The COPS Office is pleased to feature the Grand Rapids Police Department as a 2019 winner of the Community Policing in Action Photo Contest. The winning photo captures a spontaneous moment when patrol Sergeant Wojczynski stopped to assist an elderly woman shoveling her driveway.

Grand Rapids, the second largest city in Michigan, has a population of 200,000, served by only 295 sworn officers. The department lost more than 100 officers in the economic downturn of the early 2000s and has not yet rebuilt its staffing levels. According to Grand Rapids Police Department (GRDP) Interim Chief David Kiddle, “We are actually in the middle of a staff deployment study to try to increase those numbers, and get some proof for our city commissioners that we need more officers.”

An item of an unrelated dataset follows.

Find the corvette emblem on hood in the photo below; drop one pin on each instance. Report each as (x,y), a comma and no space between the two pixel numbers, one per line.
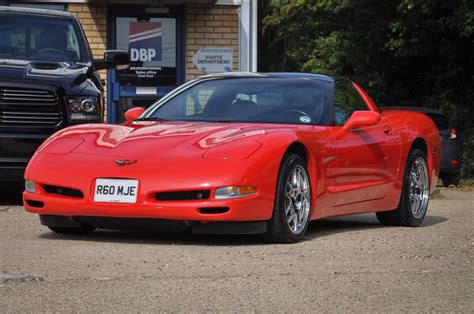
(122,163)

As a result of this staffing deficit, the GRDP recently combined hiring and recruiting with the community engagement unit in order to better coordinate efforts. The department’s recruiting process now starts at the grassroots level. “One of our big recruiting pushes is trying to ‘grow our own,’” Chief Kiddle says. “We’re trying to focus on growing the interest in our own community, spurring that interest, and following it through by bringing them onto the police department.”

In the past five years, the GRPD has launched a variety of community policing programs such as Pathways to Policing, the Youth Police Academy, and Police Explorers to cultivate interest and engage youth, with the hope of ultimately recruiting candidates. The department is “starting to see the fruits of that now,” according to Chief Kiddle; having “hired people from our Explorers program, Youth Academy, and more.”

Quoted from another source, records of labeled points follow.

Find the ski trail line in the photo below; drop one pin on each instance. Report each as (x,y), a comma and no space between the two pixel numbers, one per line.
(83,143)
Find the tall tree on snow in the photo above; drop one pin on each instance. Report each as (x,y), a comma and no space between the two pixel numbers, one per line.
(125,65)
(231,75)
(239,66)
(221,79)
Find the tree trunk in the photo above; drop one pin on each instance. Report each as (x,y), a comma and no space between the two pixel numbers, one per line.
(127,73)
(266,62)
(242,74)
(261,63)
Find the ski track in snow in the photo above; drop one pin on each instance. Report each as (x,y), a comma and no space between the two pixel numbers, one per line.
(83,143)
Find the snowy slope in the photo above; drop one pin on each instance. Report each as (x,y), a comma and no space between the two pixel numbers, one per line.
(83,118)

These programs also assist with the department’s focus on trust building. Like many agencies across the country, the GRPD receives pushback from the community due to the lack of trust towards police officers. GRPD’s chief youth advisory board, Impact, works to create dialogue between youth and police. “Our purpose is to understand what the youth issues are and for these [students] to help us guide some of our youth policies,” says Chief Kiddle.

The GRPD’s initiatives aren’t limited to the young; the department is also sending officers and adult community members to a training program called “Policing at the Speed of Trust.” This workshop pairs a community volunteer with an officer to “build trust and see each other as individuals,” Chief Kiddle explains, rather than “police versus citizen.”

This hands-on approach to trust-building permeates the department’s community policing strategy. Each of the city’s five service zones has been assigned a specific community policing specialist. These specialists, and the zone captains they report to, focus on those areas in order to facilitate relationship building and to create an environment of trust. “The community comes to love their specialist because it’s a familiar face,” says Chief Kiddle. “The specialists work very closely with the neighborhood and are just a phone call away from the citizens, so that has been a very successful program.”

To further understand community concerns, the GRPD began working with Elucd to track trust, safety, and satisfaction. The company is able to measure real-time sentiments by issuing short surveys via social media. Each month the department receives the scores and is able to use the data to help better direct their community engagement efforts.

The GRDP’s wide range of resources and initiatives demonstrates its commitment to the community, and its hands-on approach makes those initiatives successful even with a staffing deficit. Chief Kiddle encourages all officers to do what Sgt. Wojczynski is doing in the winning picture – simply lending a hand. The GRPD understands that every interaction matters, even if it only affects one individual or one individual family—and the GRPD officers are all in.